Option 1: Automatically install psQTL as a conda package
psQTL has its own package available through the bioconda channel. You should install it as its own environment to ensure compatible program versions. Try using a command like the following.
conda create -n psqtl bioconda::psqtl
This should automatically handle all prerequisites for using psQTL. You can then test that psQTL is available by invoking the executables like:
psQTL_prep -h
psQTL_proc -h
psQTL_post -h
This differs to how you run psQTL when obtaining it as demonstrated in option 2 below, where the psQTL scripts must be invoked as python psQTL_prep.py -h for example. If you see this method of invocation being used anywhere in this documentation, you should adapt any commands to account for this change.
Option 2: Manually set up a conda environment for psQTL
Option 2.1: Create conda environment
If you wish to use psQTL by cloning this GitHub repository, rather than obtaining the software as a conda package as described in Option 1, you should first configure your conda channels to ensure that you are obtaining public channel packages.
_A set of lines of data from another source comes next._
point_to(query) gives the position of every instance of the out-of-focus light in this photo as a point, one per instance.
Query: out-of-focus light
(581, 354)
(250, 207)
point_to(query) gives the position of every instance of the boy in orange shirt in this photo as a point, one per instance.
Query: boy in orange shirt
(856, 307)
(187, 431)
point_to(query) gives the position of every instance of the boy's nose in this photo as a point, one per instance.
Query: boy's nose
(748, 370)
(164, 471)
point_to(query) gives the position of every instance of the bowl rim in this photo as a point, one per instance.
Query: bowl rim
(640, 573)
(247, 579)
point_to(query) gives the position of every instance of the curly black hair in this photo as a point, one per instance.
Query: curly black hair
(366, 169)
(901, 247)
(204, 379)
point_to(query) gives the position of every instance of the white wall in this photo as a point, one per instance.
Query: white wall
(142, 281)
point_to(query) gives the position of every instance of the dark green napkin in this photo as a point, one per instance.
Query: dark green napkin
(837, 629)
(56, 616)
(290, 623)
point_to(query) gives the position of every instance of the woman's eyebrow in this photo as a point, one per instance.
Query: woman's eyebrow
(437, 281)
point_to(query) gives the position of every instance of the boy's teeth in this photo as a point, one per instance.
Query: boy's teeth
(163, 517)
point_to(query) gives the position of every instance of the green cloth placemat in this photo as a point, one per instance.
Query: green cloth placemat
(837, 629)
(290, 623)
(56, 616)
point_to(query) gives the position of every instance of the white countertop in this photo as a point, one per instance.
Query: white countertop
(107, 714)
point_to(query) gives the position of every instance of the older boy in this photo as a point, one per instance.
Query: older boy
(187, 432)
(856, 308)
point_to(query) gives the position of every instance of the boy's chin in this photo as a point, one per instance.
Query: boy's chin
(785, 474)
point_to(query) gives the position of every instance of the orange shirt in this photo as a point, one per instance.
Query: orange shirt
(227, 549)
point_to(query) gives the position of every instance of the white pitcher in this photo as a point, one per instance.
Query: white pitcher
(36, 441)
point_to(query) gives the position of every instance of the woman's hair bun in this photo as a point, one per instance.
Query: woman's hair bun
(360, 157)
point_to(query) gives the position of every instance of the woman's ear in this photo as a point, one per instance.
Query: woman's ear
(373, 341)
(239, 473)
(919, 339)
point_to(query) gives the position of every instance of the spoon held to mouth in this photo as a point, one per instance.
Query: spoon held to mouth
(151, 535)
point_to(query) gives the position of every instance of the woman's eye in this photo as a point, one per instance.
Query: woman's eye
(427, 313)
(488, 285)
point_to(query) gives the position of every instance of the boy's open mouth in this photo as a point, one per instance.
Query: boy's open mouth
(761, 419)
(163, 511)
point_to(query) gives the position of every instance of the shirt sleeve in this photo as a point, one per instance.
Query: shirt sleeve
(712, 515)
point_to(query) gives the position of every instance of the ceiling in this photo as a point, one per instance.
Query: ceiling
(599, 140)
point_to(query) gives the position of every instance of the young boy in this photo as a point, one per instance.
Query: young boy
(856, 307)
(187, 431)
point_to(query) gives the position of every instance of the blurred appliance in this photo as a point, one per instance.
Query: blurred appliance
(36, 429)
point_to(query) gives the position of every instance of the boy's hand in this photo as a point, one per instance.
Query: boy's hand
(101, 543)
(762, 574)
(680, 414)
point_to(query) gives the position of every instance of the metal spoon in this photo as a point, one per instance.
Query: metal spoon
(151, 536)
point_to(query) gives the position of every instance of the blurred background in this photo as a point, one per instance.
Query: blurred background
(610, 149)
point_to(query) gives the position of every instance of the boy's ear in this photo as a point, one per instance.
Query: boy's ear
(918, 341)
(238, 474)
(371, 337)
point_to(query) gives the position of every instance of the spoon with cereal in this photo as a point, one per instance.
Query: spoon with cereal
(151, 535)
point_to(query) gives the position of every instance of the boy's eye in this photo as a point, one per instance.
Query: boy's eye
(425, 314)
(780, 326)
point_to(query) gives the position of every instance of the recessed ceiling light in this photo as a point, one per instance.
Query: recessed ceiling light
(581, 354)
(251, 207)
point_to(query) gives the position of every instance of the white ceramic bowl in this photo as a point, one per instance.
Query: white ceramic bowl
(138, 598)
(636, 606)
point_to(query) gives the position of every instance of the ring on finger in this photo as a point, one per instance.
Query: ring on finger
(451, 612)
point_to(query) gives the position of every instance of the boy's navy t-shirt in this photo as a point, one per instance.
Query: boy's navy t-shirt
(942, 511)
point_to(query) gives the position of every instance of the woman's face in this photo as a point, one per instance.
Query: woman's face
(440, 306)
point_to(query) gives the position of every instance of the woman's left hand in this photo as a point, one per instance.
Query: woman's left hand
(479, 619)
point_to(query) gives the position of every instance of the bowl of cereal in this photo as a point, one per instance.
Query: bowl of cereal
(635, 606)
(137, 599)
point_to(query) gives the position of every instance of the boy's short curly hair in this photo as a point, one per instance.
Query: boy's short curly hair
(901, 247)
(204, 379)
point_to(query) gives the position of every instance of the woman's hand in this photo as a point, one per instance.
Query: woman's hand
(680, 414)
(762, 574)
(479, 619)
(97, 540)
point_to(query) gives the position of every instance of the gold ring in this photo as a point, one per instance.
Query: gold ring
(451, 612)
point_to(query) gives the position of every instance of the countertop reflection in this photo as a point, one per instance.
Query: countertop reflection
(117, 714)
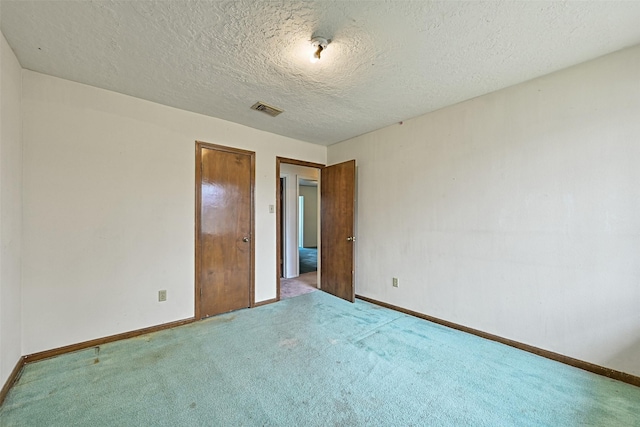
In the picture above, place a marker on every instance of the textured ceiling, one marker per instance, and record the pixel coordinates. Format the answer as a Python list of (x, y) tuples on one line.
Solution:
[(388, 60)]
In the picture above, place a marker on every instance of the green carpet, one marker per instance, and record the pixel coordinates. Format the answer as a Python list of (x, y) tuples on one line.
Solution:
[(313, 360)]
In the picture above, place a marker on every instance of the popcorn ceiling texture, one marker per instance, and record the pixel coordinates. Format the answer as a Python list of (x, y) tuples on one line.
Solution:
[(387, 62)]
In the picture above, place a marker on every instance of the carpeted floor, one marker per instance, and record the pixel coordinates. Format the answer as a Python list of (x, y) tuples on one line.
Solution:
[(314, 360), (296, 286), (308, 259)]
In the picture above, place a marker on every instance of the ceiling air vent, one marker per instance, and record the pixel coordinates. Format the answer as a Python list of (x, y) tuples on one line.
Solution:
[(265, 108)]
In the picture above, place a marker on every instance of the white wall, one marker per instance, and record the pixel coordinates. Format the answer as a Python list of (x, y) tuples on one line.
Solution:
[(10, 210), (109, 209), (516, 213), (310, 215), (292, 173)]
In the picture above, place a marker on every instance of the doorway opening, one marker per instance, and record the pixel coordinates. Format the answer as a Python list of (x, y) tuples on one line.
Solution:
[(335, 232), (299, 221)]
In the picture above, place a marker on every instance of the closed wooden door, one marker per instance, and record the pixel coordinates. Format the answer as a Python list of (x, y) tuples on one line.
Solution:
[(337, 201), (224, 247)]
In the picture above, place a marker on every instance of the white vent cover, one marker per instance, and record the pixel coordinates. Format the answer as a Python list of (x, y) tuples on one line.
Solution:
[(265, 108)]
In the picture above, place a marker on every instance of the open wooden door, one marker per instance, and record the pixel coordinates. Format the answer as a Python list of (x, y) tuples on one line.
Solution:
[(337, 218)]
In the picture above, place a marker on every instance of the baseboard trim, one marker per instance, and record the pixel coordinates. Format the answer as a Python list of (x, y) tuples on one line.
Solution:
[(587, 366), (265, 302), (13, 377), (30, 358)]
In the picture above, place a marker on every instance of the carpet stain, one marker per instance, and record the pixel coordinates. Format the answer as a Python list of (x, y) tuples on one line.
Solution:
[(271, 366), (289, 343)]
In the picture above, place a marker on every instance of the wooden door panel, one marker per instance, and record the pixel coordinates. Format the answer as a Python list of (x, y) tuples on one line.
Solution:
[(225, 262), (337, 201)]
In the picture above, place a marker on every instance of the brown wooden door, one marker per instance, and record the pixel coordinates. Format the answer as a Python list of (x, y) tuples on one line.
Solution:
[(224, 265), (337, 200)]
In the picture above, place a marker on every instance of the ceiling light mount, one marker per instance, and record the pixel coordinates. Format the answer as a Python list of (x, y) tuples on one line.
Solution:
[(319, 44)]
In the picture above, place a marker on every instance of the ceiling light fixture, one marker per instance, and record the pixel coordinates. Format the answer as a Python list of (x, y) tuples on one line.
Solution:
[(319, 44)]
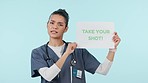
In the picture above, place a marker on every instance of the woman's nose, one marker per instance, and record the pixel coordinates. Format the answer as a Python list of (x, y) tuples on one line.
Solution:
[(54, 26)]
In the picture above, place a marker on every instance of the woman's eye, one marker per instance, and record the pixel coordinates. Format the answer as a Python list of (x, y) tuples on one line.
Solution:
[(60, 25), (51, 23)]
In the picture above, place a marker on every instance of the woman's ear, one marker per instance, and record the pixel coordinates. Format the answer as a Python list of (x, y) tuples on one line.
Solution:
[(66, 29)]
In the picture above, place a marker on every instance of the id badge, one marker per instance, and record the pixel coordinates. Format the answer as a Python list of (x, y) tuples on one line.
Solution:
[(77, 73)]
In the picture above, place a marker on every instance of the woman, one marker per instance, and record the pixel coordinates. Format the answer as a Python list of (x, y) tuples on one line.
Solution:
[(61, 62)]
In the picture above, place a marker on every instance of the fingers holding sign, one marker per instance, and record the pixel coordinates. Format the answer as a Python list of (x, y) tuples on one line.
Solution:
[(116, 39), (71, 47)]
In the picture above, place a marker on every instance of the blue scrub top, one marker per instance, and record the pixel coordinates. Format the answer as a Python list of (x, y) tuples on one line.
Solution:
[(84, 61)]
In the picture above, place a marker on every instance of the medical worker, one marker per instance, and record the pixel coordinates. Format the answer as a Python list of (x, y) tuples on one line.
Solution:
[(59, 61)]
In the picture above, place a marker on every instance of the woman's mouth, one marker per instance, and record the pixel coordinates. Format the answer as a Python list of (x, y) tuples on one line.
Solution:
[(53, 31)]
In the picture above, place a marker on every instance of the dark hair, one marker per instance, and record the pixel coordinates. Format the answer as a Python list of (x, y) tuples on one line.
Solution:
[(63, 13)]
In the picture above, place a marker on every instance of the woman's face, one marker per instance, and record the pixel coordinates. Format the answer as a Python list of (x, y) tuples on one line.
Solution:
[(56, 26)]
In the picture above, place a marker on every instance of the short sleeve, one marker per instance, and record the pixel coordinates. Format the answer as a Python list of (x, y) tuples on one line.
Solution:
[(90, 62), (37, 62)]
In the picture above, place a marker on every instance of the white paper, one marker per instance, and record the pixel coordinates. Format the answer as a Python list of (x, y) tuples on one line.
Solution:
[(95, 34)]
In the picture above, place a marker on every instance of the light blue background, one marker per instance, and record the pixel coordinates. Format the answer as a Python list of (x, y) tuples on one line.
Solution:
[(23, 27)]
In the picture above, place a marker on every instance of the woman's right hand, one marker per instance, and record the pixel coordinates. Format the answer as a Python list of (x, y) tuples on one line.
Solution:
[(71, 47)]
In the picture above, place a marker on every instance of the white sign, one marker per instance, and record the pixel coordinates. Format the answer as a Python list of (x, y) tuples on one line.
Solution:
[(95, 34)]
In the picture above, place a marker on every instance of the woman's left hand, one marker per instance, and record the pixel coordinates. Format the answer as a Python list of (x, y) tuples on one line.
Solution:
[(116, 39)]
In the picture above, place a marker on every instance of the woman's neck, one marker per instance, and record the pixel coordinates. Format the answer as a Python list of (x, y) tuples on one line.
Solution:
[(56, 42)]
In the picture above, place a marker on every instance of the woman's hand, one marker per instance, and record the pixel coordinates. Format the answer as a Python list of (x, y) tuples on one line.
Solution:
[(116, 39), (71, 47)]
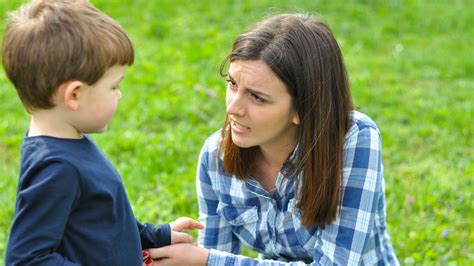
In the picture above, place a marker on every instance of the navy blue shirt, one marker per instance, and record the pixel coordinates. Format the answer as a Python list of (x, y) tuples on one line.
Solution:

This will help to avoid any licensing issues. This may not be a concern for you, but if it's just as easy, why not?
conda config --add channels bioconda
conda config --add channels conda-forge
conda config --set channel_priority strict
Next, we will set up a conda environment inclusive of all software and packages detailed at the Prerequisites page. We will start by obtaining the Python packages and external bioinformatic software using the command below:
conda create -n psqtl "python >=3.11,<=3.13" biopython numpy pandas matplotlib-base pycirclize qt6-wayland samtools bcftools vt "ncls >=0.0.68" -y
conda activate psqtl
At this point you should have a working Python installation. In your command terminal, if you enter python --version you should see a message akin to:
Python 3.X.X
You should make sure your Python version is 3.11 or higher, as psQTL has not been validated to be compatible with older versions. For now, versions higher than 3.13 are not explicitly supported in part due to conda package incompatibilities. Additionally, the author would need to perform adequate testing as newer Python versions become available to ensure correct functionality.
Optionally, if you intend to use the sPLS-DA functionality of psQTL, you also need to have an R installation. The below command should set up R and all necessary packages for you automatically:
conda install "r-base >=4.3.0" r-argparser r-dplyr r-stringr r-biocmanager bioconductor-biocparallel "bioconductor-mixomics >=6.26.0" -y
Option 2.2: Obtain the psQTL source code
Now that you have an environment ready to run psQTL, we need to obtain the software. You can do that by going to a location you'd like to store psQTL's code, then cloning the repository with:
git clone https://github.com/zkstewart/psQTL.git
Alternatively, you can obtain the latest release from the releases section of this repository and decompressing the archive at a suitable location.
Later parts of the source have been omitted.